Well, it seems the vote went of without much of a hitch. As results are finalised and announced. A resounding endorsement of a draft constitution that promises a lot, yet can it deliver. The praises have been coming in from all corners. Even some dubious characters are claiming credit for the achievement. They know themselves, so I will not name them here. 2008 seems a distant memory now. The big question is what happens now.
There is a long shopping list of legislation that is needed and asked for to make this draft fully functional, and save for any hitches, it will take up to five years to get this done. A vetting process that will see all high court and appellate judges scrutinised before resuming work and redrawing of constituencies to cater for the additional eighty national assembly constituencies. That being just what is already spelt out in the draft.

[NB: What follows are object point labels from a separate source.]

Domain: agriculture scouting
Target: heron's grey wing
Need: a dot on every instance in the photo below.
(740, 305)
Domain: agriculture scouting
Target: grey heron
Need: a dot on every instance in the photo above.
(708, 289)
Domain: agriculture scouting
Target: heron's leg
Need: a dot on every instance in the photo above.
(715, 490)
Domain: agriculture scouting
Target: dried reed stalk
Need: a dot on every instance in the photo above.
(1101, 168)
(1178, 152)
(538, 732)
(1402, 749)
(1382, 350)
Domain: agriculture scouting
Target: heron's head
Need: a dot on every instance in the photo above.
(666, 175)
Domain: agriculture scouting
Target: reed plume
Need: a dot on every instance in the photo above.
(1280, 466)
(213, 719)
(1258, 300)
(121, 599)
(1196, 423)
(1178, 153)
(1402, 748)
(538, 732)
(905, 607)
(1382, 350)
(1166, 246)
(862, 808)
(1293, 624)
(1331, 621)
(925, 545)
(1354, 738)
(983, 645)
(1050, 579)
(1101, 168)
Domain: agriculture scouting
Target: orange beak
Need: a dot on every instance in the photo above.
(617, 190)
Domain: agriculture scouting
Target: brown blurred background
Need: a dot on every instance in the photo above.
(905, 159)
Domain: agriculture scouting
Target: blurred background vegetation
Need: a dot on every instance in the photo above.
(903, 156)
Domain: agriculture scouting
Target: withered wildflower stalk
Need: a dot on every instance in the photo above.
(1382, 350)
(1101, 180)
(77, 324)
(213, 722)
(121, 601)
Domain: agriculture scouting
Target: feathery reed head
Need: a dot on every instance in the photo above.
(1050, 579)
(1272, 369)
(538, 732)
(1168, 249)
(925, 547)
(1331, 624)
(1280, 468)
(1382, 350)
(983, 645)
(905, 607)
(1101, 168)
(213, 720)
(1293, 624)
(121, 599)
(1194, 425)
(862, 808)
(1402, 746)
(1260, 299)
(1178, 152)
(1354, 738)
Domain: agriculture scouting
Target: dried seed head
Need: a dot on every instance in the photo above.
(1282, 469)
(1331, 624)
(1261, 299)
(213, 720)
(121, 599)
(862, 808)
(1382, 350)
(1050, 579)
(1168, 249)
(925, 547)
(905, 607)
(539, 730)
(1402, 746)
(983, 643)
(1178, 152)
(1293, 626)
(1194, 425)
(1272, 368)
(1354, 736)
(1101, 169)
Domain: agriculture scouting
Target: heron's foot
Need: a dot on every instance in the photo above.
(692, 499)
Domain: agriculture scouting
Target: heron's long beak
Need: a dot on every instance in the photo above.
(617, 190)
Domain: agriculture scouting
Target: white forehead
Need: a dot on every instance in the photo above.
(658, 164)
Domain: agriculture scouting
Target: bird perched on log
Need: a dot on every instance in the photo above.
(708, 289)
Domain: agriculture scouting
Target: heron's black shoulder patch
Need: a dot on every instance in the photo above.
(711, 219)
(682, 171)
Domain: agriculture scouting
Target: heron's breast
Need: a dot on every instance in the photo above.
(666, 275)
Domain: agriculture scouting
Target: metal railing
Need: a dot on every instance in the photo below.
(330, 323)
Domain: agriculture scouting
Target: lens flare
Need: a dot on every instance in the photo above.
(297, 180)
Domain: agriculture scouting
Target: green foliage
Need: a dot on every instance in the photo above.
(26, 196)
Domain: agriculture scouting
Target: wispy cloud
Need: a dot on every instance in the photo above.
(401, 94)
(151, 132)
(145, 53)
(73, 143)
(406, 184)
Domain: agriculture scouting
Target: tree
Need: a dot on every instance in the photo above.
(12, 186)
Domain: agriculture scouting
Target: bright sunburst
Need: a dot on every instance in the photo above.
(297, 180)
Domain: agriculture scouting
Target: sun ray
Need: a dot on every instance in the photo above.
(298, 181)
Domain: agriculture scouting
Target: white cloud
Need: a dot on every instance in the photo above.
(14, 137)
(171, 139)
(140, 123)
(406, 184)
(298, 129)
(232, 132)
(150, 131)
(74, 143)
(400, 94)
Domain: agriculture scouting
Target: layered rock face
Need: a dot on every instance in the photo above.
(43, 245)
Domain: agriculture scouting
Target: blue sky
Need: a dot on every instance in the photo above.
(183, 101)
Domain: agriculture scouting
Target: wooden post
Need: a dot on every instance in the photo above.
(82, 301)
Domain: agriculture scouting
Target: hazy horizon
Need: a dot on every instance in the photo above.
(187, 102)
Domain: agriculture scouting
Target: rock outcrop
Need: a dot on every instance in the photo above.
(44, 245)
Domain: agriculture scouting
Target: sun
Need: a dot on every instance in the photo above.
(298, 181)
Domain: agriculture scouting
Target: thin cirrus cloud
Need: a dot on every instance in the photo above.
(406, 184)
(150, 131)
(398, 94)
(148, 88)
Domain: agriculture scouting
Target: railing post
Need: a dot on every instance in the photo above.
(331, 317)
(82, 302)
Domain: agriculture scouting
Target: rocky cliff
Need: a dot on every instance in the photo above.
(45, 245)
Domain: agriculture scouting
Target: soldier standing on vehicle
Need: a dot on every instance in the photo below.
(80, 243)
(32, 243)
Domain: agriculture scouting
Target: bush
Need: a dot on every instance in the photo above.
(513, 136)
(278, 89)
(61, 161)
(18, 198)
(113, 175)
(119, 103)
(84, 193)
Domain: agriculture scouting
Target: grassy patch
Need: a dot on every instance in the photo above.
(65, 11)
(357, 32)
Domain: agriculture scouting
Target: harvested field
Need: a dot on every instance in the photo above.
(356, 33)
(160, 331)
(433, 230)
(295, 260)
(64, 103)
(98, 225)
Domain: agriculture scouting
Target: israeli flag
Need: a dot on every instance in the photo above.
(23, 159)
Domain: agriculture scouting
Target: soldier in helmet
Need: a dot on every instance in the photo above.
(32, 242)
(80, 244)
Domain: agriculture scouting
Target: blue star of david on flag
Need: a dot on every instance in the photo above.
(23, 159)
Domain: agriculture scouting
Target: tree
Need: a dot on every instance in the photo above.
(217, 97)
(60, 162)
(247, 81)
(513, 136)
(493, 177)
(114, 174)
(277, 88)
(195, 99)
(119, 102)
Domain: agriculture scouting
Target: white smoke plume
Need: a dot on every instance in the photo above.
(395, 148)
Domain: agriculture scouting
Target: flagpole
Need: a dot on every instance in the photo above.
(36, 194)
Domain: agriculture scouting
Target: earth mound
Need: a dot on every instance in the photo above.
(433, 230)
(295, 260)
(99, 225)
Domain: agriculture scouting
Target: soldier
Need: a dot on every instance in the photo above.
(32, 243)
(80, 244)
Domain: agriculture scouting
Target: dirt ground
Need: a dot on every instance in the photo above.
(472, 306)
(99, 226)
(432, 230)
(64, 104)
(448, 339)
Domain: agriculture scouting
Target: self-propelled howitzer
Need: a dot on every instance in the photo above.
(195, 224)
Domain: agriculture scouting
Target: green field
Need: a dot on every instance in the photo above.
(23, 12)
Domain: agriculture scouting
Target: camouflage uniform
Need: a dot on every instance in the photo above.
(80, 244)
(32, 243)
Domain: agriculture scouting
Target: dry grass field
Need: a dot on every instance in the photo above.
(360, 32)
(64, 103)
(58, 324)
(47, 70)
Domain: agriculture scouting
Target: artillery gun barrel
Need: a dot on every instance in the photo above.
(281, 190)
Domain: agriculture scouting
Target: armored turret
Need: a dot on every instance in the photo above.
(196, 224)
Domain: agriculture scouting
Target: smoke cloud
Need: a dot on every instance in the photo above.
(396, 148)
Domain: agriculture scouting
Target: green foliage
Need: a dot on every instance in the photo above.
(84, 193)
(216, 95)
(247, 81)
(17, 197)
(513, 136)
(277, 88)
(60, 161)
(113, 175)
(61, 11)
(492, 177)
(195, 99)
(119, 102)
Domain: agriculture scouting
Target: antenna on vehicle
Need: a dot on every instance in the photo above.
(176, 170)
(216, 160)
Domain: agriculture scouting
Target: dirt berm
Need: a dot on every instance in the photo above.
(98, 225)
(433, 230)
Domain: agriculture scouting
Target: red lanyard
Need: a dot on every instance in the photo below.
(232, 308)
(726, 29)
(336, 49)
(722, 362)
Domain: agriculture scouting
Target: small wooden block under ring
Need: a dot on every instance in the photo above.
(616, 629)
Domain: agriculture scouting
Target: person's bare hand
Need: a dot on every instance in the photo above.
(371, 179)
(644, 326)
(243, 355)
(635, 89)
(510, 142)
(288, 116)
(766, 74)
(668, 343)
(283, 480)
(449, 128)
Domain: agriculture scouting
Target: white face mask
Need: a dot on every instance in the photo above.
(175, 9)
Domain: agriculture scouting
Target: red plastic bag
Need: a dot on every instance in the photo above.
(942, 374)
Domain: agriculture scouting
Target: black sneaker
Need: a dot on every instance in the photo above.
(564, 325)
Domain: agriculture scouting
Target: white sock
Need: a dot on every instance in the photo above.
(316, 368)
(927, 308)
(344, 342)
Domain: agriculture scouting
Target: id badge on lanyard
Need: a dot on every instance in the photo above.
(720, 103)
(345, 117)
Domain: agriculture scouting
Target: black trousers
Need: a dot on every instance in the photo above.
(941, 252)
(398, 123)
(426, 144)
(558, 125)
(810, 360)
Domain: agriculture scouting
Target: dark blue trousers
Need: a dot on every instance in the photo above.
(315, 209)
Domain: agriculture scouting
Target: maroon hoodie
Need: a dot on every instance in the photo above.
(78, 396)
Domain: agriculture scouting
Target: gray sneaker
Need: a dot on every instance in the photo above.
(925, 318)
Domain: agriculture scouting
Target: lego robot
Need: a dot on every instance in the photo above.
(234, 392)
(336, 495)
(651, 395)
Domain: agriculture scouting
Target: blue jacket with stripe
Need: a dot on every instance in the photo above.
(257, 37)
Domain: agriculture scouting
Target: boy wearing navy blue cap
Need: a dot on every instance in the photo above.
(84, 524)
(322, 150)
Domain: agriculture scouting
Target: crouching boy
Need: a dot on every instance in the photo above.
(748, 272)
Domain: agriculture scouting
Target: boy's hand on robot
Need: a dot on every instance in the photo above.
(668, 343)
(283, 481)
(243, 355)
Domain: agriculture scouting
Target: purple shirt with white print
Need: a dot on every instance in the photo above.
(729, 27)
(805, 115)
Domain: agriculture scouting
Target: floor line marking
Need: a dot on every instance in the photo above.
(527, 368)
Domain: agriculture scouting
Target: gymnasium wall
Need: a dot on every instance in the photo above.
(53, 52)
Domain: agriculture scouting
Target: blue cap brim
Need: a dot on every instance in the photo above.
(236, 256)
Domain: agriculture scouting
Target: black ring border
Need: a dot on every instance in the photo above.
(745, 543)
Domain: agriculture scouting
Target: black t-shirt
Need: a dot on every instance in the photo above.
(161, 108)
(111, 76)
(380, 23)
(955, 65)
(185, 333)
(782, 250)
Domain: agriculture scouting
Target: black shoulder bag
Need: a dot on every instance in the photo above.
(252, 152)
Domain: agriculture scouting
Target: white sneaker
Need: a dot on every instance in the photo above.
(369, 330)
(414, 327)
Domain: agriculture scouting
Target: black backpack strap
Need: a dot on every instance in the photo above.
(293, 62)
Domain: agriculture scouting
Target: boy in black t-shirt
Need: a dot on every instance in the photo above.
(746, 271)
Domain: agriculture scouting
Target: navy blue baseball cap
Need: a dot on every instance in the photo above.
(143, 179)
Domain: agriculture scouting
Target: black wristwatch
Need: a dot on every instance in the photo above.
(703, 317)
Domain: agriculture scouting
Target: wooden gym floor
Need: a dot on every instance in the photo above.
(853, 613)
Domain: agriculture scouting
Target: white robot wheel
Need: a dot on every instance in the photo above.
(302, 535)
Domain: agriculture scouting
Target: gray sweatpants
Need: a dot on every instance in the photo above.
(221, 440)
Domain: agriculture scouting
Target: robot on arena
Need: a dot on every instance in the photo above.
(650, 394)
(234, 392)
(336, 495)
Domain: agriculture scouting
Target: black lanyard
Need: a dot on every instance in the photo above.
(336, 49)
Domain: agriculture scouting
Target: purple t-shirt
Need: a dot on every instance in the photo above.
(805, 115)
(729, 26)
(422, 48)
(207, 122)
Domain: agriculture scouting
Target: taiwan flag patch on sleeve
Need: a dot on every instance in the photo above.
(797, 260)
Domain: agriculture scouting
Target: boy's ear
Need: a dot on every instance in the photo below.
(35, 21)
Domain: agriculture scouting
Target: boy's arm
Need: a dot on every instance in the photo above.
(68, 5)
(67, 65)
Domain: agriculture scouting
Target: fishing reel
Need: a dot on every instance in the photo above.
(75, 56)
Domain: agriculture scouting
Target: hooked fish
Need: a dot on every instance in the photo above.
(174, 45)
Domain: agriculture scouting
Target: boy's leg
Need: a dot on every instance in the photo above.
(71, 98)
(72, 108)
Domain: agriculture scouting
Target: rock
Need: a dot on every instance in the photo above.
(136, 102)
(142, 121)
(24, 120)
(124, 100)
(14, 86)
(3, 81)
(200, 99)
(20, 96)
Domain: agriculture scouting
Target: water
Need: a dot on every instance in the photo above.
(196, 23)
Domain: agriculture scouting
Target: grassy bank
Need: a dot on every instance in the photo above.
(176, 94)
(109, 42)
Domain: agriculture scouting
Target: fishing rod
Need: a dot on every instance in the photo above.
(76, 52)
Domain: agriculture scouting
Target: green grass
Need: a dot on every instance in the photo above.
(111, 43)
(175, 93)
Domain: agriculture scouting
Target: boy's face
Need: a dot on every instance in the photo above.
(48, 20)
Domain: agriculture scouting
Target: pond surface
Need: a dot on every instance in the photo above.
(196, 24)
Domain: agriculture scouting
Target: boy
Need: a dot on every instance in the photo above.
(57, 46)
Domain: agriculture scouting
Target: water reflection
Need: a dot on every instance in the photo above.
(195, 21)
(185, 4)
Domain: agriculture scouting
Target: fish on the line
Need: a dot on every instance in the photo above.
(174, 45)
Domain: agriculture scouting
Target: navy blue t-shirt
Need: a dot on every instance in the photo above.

Then there is the unwritten stuff. Will the current political divisions become the platforms for the next general elections in 2012? What becomes of the organizations that lined themselves up against the draft? what do the local clergy say to their respective flocks now? However, most importantly, how do we now move on a single nation? These are just a few challenges that Kenyans face over the next few years. Hopefully, as was the case with the referendum process, well will not allow side shows to distract from the issues.
Funnily enough, now that a peaceful and credible vote has been conducted in a Sub-Saharan African country, a rarerity still in this day and age, the international press does not seem bothered. Who says a man biting a dog is news always headline news!